C’est un nouveau « scope » qui, par distorsion et dilatation, change le regard sur notre place dans le monde. Cette sculpture travaille les éléments du paysage autour du regardeur, en change sa perception. Le ciel est à nos pieds mais aussi la Skyline et l’on se trouve en proximité immédiate avec le massif des constructions derrière Michigan Avenue. Notre attention se trouve concentrée sur ce qui nous entoure immédiatement. Le contraste avec l’analyse de l’observation de la Lune par Galilée et sa lunette, faite par Hannah Arendt, est alors radical :
« [Dans] tous les cas, nous manions la nature d’un point de l’univers situé hors du globe. Sans nous tenir réellement en ce point dont rêvait Archimède, liés encore à la Terre par la condition humaine, nous avons trouvé moyen d’agir sur la Terre et dans la nature terrestre comme si nous en disposions de l’extérieur, du point d’Archimède. Et au risque de mettre en danger le processus naturel de la vie nous exposons la Terre à des forces cosmiques, universelles, étrangères à l’économie de la nature. »

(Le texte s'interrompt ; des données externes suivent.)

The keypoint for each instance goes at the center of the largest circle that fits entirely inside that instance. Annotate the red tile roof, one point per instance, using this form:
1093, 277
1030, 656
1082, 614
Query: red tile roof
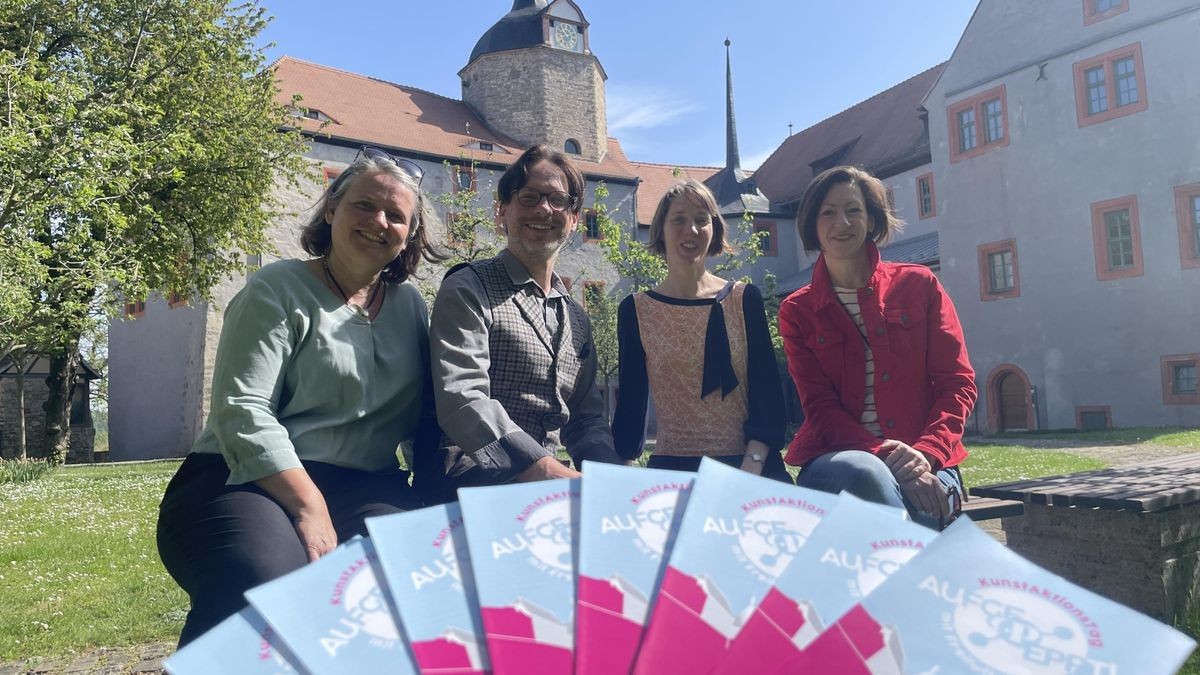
885, 135
657, 179
365, 109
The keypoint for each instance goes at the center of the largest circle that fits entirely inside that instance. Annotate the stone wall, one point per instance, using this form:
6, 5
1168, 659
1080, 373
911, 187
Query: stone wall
540, 95
82, 437
1147, 561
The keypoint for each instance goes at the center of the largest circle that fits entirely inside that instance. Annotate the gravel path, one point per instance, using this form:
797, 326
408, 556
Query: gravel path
148, 658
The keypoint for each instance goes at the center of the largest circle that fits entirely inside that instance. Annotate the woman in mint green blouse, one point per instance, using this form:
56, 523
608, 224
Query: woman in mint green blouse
322, 380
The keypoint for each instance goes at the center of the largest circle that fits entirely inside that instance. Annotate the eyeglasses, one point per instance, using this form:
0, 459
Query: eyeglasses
557, 199
407, 166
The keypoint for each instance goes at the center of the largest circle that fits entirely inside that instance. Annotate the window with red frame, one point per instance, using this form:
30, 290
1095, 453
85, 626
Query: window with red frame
1110, 85
592, 290
463, 179
1187, 213
925, 204
1117, 238
592, 230
1180, 378
135, 309
1099, 10
997, 270
978, 124
768, 242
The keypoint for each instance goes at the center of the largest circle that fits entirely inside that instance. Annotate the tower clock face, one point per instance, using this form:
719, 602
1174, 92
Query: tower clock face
567, 36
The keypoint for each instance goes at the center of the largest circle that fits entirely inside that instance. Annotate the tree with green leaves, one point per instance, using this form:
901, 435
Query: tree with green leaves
141, 142
641, 269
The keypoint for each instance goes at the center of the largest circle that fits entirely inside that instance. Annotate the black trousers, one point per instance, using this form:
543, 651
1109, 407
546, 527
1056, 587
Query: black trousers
772, 469
220, 541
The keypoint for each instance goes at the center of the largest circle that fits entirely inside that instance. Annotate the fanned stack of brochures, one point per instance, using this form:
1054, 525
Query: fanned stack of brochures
657, 572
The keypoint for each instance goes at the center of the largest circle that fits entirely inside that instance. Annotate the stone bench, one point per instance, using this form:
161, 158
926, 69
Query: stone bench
1129, 533
990, 508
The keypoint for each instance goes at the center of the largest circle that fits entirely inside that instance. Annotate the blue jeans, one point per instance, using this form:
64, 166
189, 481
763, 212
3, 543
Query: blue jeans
867, 477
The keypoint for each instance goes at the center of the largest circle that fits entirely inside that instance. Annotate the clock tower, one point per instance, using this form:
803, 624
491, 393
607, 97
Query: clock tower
534, 78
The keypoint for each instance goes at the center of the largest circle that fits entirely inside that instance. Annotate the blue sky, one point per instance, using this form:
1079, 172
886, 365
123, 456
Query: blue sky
795, 61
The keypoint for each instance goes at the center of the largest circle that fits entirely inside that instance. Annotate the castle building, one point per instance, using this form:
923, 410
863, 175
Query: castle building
1049, 172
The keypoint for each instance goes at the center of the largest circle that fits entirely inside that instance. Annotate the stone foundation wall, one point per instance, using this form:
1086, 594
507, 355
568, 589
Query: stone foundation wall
1147, 561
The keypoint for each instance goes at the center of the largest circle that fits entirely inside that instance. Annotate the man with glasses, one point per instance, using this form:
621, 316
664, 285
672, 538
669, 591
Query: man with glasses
514, 364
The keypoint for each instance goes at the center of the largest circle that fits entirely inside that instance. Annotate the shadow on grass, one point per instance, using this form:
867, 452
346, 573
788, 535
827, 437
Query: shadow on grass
1173, 436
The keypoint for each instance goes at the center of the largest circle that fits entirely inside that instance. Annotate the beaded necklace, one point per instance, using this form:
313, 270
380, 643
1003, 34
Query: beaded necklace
364, 311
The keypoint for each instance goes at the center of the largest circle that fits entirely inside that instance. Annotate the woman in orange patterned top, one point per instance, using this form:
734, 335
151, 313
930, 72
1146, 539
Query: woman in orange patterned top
700, 344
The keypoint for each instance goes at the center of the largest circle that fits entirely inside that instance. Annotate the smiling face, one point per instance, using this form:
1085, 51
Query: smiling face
843, 223
688, 232
537, 233
371, 222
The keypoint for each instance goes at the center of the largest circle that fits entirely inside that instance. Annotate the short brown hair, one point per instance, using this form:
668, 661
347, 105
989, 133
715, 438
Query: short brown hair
883, 220
517, 174
702, 196
316, 238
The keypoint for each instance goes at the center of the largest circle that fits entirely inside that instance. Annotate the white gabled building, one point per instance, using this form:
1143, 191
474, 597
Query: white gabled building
1066, 142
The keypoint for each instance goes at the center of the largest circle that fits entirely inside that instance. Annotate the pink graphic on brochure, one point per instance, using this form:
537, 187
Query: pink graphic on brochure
853, 549
738, 533
969, 604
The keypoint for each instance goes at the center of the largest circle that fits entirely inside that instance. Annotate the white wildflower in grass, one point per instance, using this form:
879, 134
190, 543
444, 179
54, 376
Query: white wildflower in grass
77, 547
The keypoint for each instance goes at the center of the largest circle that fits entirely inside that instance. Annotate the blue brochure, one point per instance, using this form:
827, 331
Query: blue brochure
627, 527
849, 555
969, 604
522, 550
424, 560
334, 615
738, 533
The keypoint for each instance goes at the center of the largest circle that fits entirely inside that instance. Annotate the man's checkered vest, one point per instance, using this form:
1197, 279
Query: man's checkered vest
532, 375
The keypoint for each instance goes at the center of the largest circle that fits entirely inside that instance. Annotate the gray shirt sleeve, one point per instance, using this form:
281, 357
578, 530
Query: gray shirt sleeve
256, 345
460, 356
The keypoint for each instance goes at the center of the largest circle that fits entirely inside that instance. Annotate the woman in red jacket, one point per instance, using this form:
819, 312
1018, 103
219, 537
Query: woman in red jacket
877, 357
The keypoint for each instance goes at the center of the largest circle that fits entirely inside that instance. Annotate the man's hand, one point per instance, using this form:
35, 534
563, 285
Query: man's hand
928, 494
749, 464
546, 469
905, 461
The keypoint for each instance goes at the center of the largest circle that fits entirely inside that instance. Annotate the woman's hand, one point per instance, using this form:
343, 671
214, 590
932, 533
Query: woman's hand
749, 464
546, 469
928, 494
303, 500
905, 461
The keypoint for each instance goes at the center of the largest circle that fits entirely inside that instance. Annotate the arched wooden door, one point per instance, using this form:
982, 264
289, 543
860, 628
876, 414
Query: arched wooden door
1014, 412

On ne joue pas sans conséquence avec la lumière…
Nous revenons sur Terre, mais nous avons changé d’époque et de monde. À l’exception peut-être de Elon Musk, nous savons tous que ce monde est fini et que c’est le seul possible.
Sculpter son environnement
Il reste la simplicité du dispositif et de son fonctionnement. Grâce à cette œuvre, chacun peut construire l’image de Chicago qu’il va photographier. À la différence du télescope de Galilée, le regardeur installe sa propre présence, en ce qu’il choisit sa place et celle des autres lors de la construction de l’image. Pour un instant, il devient le sculpteur de son propre environnement, il produit sa propre représentation éphémère de son environnement.
Il faudra écrire un jour comment la découverte des exoplanètes vient à nouveau changer notre regard sur la Terre et sur nous même… quand un artiste s’en sera emparé.
La version originale de cet article a été publiée sur The Conversation.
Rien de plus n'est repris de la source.